# Perfect Q weekends X 2!



## Carolinek (Apr 2, 2014)

Both Lily and Misty had perfect Q weekends! They were both spot on this weekend, and my trainer even complimented me on how well I handled a tricky sequence in Snooker. It was a nice weekend all around.

I haven’t been trialing much lately as some life events have taken precedence...including raising an energetic mini poo puppy. But Gracie is now 14 months old and life has settled down in other ways as well. So back to trials for the two older girls! Gracie isn’t quite ready yet, but soon.

I decided to do CPE with Lily and Misty now, and am enjoying this venue. It’s more relaxed and I may just concentrate on CPE for the rest of their agility careers. They get more runs in a day and the games are a lot of fun. Sadly, I just noticed Lily is developing a slight haze in her eyes, so hard to think of this girl aging, but she is ten (or more) now and it’s inevitable. It’s a good time to embrace a more relaxed venue.

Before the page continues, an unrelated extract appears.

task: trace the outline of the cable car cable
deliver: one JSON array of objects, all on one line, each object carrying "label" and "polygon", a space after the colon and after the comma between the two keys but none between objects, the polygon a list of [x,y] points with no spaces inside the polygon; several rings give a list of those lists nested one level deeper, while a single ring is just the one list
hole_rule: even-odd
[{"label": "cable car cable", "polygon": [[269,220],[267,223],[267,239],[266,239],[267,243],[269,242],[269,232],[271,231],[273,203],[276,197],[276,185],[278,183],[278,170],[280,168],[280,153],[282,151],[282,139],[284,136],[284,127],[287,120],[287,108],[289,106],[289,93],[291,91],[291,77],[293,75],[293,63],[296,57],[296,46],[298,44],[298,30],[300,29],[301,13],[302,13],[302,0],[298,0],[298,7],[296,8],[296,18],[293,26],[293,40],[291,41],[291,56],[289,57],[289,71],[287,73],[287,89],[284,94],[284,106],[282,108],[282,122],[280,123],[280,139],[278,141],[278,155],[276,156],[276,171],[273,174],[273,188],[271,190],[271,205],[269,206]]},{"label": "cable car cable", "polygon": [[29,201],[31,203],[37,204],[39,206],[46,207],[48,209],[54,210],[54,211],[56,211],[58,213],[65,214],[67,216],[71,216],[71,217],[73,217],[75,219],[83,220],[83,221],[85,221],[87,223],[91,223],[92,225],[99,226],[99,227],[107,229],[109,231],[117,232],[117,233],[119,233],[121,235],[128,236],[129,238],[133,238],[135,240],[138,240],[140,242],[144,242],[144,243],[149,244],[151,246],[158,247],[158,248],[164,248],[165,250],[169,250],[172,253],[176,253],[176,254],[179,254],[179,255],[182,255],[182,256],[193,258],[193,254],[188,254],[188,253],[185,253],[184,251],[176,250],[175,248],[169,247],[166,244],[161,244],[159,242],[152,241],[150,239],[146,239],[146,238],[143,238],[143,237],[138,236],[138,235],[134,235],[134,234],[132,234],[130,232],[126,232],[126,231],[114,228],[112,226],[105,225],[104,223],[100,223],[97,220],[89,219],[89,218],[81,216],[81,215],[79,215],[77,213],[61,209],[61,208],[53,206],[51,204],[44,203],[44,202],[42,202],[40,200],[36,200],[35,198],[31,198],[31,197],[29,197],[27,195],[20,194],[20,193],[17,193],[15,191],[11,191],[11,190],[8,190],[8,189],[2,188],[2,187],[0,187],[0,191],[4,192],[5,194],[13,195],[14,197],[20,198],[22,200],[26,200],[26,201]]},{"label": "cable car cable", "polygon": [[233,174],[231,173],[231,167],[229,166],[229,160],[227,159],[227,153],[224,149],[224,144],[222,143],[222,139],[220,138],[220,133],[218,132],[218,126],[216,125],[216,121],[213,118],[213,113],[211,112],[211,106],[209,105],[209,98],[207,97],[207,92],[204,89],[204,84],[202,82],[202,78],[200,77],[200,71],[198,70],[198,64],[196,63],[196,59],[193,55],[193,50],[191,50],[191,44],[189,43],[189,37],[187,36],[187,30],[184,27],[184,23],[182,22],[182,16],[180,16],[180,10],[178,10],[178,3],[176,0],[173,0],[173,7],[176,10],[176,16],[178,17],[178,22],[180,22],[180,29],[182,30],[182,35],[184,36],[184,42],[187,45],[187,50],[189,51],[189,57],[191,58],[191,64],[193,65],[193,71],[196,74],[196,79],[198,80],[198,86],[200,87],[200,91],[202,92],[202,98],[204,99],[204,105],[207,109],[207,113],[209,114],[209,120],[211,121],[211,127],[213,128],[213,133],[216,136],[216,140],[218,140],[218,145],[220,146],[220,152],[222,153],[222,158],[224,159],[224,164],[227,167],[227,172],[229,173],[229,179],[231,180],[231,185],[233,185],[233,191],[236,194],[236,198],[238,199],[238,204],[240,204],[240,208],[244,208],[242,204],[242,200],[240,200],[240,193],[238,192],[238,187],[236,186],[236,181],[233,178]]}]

Here’s a few pics of the two girls, Misty is not a poodle but I hope you can indulge my brag. Very proud of my two girls- both took their first agility class at age 6 and are rescues with various issues....and I’m so proud of how far they have come.


----------



## Skylar (Jul 29, 2016)

Wow, that’s wonderful. what a great weekend you had. Huge congratulations.


----------



## Carolinek (Apr 2, 2014)

Thanks Skylar! It was a feel good weekend for sure.


----------



## PeggyTheParti (Sep 5, 2019)

Congratulations! 

These pictures make my heart soar


----------



## Newport (Jul 16, 2014)

Congratulations! I really enjoyed your pictures, and your pups happy faces.


----------



## fjm (Jun 4, 2010)

Lovely to see them enjoying it so much - it sounds as if it was a memorably good weekend all round.


----------



## lily cd re (Jul 23, 2012)

Happy happy, Joy joy!!!!!!!!!


----------



## lily cd re (Jul 23, 2012)

Happy happy, Joy joy!!!!!!!!!


----------



## Carolinek (Apr 2, 2014)

Thanks all! It was a memorable weekend, and one I will treasure. They do love it, people are always commenting on how Lily’s tail wags the entire time she’s out there!


----------



## Click-N-Treat (Nov 9, 2015)

I am so thrilled for you. Just fantastic. Whoopeeeee!


----------



## Carolinek (Apr 2, 2014)

Thanks Click, it was a good trial.

I remember a judge saying once in the briefing to cherish every moment, no matter what the win, as you never know...it may be the last time you run your dog. As I see Lily start to move a little more slowly and look at the slight haze she is developing on her eyes, that message is ever more poignant. Not to mention, that I’m not getting any younger either. Being able to do this with them is such a gift.


----------



## hrsldy (Oct 8, 2019)

Amazing pictures and beautiful dogs


----------



## Carolinek (Apr 2, 2014)

Thanks hrsldy! I do love these girls.


----------



## Quossum (Mar 18, 2011)

Congrats! Those kind of weekends are rare but very welcome. Great job!


----------



## Carolinek (Apr 2, 2014)

Thanks Quossum! The stars did come together that weekend.


----------



## Streetcar (Apr 13, 2014)

So happy for you and the pups, CarolineK! That was an outstanding and super fun weekend, I know.


----------



## Carolinek (Apr 2, 2014)

Thanks Streetcar! It was a lot of fun. I will say though, I did feel a bit of pressure to perform as the weekend went on. It was kind of like “can we really do this x2?” Im still amazed that we really did do it!


----------